Remortgage rates cut in competitive market

Remortgage rates cut in competitive market

Lenders have responded to increased demand for fixed-rate remortgage deals by slashing rates, according to Moneyfacts.

Latest analysis from Moneyfacts showed the average two-year fixed rate remortgage now stands at 2.49 per cent, down from 2.53 per cent in November 2018.

Meanwhile, according to the latest borrowing statistics from the Bank of England, remortgage approvals rose to 50,400 in December 2018 from 48,900 in November. 

Article continues after advert

Rachel Springall, finance expert at Moneyfacts, said: "Remortgage customers who locked into a two-year fixed deal at the end of 2018 may have missed out on a cheaper deal, as the average rate continues to decrease, dropping by 0.03 per cent since January to stand at 2.49 per cent today.

"Yet those who waited may now save even more by moving off their SVR and instead locking into a two-year fixed deal. 

"Indeed, based on a £200,000 mortgage over a 25-year term on a repayment mortgage basis, the average monthly repayment on the average two-year fixed rate of 2.49 per cent would cost £896.23.

"When compared to the current average SVR of 4.89 per cent, this would see borrowers save £260.17 per month."

Kevin Roberts, director at Legal and General Mortgage Club, agreed competition between lenders remained strong.

He said: "With thousands of great mortgage deals on offer, many borrowers are taking advantage of this choice and remortgaging.

"Borrowers on an SVR or coming to the end of their existing mortgage term have the potential to save thousands of pounds in the process."

One of the best two-year fixed rate remortgage products currently available, according to Moneyfacts, is from HSBC at a rate of 1.64 per cent at 80 per cent loan to value. It has free legal fees and valuation and comes with a £999 product fee. 

But Barclays, Santander and TSB, also all cut the rates on their two-year fixed deals since the start of February. 

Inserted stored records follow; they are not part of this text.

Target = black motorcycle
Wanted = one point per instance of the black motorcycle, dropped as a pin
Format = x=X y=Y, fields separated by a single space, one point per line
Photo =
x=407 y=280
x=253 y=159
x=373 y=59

Nick Chadbourne, CEO at conveyancing service provider LMS, said: "As more lenders are reducing their fixed rates, there are plenty of opportunities for mortgage brokers to get in touch with clients.

"However, it’s not only short-term deals that are proving popular. LMS data shows that 38 per cent of borrowers in December opted for a five-year fix as they came to the end of two-year deals. 

"Longer-term fixed deals provide borrowers with greater certainty, and with digital innovation making the remortgaging process easier, faster, and more secure, brokers and lenders alike are well-placed to handle increasing demand."

But change could be on the horizon, said Ms Springall. 

She said: "Despite this increasing competition, as it stands the housing market is feeling the anxieties of economic uncertainty, with activity subdued based on the recent statistics from Nationwide."

According to Nationwide’s latest House Price Index, February’s annual prices were just 0.4 per cent higher than at the same time last year with the average home now valued at £211,304. 

Ms Springall added: "Borrowers must be aware that this current lending environment is unlikely to continue indefinitely and lenders could slow down this aggressive pricing if they see fit, meaning rates may rise as they did between March and November last year, when they increased by 0.14 per cent.